Proses finalisasi Definitive Feasibility Study (DFS) untuk Elang Project yang dilakukan PT Amman Mineral Nusa Tenggara (AMNT) dinilai tidak transparan. Sejumlah pihak menilai, terutama masyarakat di sekitar wilayah tambang, tidak mendapat akses memadai untuk mengetahui rencana teknis dan dampak dari proyek ini. 

Abdul Haji, S. AP, Presidium Institut Transparansi Kebijakan (ITK) Kabupaten Sumbawa, mengatakan DFS adalah dokumen penting yang tidak hanya memuat data teknis, tetapi juga proyeksi dampak sosial dan lingkungan. 

“DFS adalah fondasi kebijakan operasional tambang. Menutup akses publik berarti mengabaikan prinsip keterbukaan dan partisipasi yang dijamin dalam regulasi,” ujar Abdul Haji di Sumbawa, Selasa 12 Agustus 2025.

Dalam Laporan Keberlanjutan 2024, AMNT memaparkan komitmen terhadap prinsip pertambangan berkelanjutan, pengelolaan lingkungan, dan pelibatan pemangku kepentingan. Laporan tersebut mencatat berbagai program pemberdayaan masyarakat, investasi sosial, serta upaya mengurangi jejak lingkungan. 

Namun, menurut Abdul Haji, klaim tersebut sulit diverifikasi tanpa keterbukaan DFS. 

“Publik berhak memastikan apakah teknologi yang digunakan sesuai janji, apakah rencana reklamasi realistis, dan bagaimana pembagian manfaatnya. Semua ini ada dalam DFS, bukan sekadar ringkasan di laporan,” terangnya. 

Pemerintah Daerah Dinilai Pasif 

ITK juga menyoroti sikap Pemerintah Daerah Sumbawa yang dinilai pasif dalam mengawal keterbukaan informasi terkait proyek strategis ini. Abdul Haji menilai pemda memiliki peran penting sebagai jembatan antara kepentingan masyarakat dan perusahaan, namun belum terlihat adanya inisiatif nyata untuk memastikan DFS dapat diakses publik. 
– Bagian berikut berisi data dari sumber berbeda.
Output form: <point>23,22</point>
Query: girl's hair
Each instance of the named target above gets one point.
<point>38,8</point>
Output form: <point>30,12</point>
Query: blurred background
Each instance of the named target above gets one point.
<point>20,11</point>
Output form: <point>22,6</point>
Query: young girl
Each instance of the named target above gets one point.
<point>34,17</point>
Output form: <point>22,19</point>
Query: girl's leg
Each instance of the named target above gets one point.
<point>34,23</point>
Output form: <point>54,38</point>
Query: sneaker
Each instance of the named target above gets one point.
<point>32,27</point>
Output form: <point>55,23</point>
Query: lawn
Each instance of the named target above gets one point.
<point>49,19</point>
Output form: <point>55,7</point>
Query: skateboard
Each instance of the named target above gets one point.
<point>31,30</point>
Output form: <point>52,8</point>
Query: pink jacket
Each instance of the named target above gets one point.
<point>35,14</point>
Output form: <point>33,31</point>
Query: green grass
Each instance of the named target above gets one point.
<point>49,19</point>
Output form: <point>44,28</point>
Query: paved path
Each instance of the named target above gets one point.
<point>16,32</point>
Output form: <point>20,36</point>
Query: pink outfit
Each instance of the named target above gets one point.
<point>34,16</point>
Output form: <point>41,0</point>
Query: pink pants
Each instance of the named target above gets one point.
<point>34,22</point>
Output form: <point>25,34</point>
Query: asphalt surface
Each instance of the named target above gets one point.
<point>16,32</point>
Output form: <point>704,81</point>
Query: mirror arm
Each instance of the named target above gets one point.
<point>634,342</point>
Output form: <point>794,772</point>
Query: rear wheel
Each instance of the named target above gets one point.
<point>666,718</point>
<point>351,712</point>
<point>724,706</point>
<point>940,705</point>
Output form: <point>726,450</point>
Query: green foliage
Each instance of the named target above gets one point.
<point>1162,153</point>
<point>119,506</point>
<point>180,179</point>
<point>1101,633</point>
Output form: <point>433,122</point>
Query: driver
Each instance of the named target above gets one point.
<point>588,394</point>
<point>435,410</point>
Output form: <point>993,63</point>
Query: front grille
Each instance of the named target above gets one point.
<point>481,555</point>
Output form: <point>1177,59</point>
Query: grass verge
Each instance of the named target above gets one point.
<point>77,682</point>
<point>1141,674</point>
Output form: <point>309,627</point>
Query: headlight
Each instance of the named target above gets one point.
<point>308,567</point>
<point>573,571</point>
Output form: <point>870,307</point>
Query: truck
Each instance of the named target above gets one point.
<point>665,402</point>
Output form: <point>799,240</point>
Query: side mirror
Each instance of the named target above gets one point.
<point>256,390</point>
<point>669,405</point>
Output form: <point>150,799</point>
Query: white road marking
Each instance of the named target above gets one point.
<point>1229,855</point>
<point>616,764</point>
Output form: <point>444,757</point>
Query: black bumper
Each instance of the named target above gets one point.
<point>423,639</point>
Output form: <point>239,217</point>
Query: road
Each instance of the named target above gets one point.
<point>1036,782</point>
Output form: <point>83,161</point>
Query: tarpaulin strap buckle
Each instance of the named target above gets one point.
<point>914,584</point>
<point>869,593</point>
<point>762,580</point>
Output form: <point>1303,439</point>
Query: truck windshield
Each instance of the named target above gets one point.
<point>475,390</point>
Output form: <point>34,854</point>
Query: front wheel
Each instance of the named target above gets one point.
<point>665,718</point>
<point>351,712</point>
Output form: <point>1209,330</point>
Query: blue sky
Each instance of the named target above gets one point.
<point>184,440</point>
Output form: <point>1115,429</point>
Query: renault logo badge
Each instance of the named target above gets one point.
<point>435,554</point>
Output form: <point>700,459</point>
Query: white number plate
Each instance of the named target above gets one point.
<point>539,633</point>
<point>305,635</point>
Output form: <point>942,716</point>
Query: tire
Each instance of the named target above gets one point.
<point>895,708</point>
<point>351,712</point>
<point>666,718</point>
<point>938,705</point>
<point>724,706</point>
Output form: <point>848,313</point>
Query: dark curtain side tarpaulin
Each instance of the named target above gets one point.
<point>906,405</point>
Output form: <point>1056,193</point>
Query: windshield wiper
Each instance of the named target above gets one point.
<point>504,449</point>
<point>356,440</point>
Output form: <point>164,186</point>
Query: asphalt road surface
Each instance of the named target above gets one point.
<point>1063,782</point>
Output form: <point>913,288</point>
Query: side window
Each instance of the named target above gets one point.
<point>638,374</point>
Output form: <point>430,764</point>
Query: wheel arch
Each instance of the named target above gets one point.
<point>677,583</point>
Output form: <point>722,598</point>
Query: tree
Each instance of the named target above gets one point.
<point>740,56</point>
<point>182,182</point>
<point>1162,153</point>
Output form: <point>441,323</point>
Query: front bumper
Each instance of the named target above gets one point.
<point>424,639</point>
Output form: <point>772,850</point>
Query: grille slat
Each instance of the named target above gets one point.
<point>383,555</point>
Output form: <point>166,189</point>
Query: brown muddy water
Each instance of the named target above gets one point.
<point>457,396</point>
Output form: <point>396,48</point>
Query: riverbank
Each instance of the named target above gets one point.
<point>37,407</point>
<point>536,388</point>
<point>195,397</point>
“Pemda seharusnya menjadi pengawal kepentingan publik, bukan hanya penerima laporan dari perusahaan. Tanpa inisiatif memfasilitasi konsultasi dan memastikan informasi terbuka, pemda ikut membiarkan ruang partisipasi publik menyempit,” ujarnya. 

Menurutnya, ketidakaktifan pemda berpotensi melemahkan posisi tawar masyarakat lokal, terutama masyarakat adat, dalam memastikan manfaat proyek sebanding dengan risiko yang ditanggung. 

ITK menilai keterbukaan DFS akan memperkuat akuntabilitas, mencegah konflik, dan memastikan kebijakan yang diambil mempertimbangkan kepentingan semua pihak, termasuk masyarakat adat dan lingkungan. 

Standar internasional seperti IFC Performance Standards dan UN Declaration on the Rights of Indigenous Peoples (UNDRIP) menekankan pentingnya konsultasi bermakna dan persetujuan bebas yang didahului informasi memadai. 

“Bukan hanya investor yang perlu tahu, tapi juga warga yang akan terdampak langsung,” terang Abdul Haji. 

ITK dan sejumlah organisasi masyarakat sipil di Kabupaten Sumbawa meminta AMNT serta pemerintah membuka ringkasan eksekutif DFS sebelum dokumen tersebut difinalisasi. Mereka menilai langkah ini penting untuk menjaga kredibilitas Laporan Keberlanjutan AMNT 2024 agar tidak dianggap sekadar kampanye hijau (greenwashing). 

“Transparansi bukan hambatan investasi. Justru, keterbukaan akan memperkuat kepercayaan publik,” pungkasnya.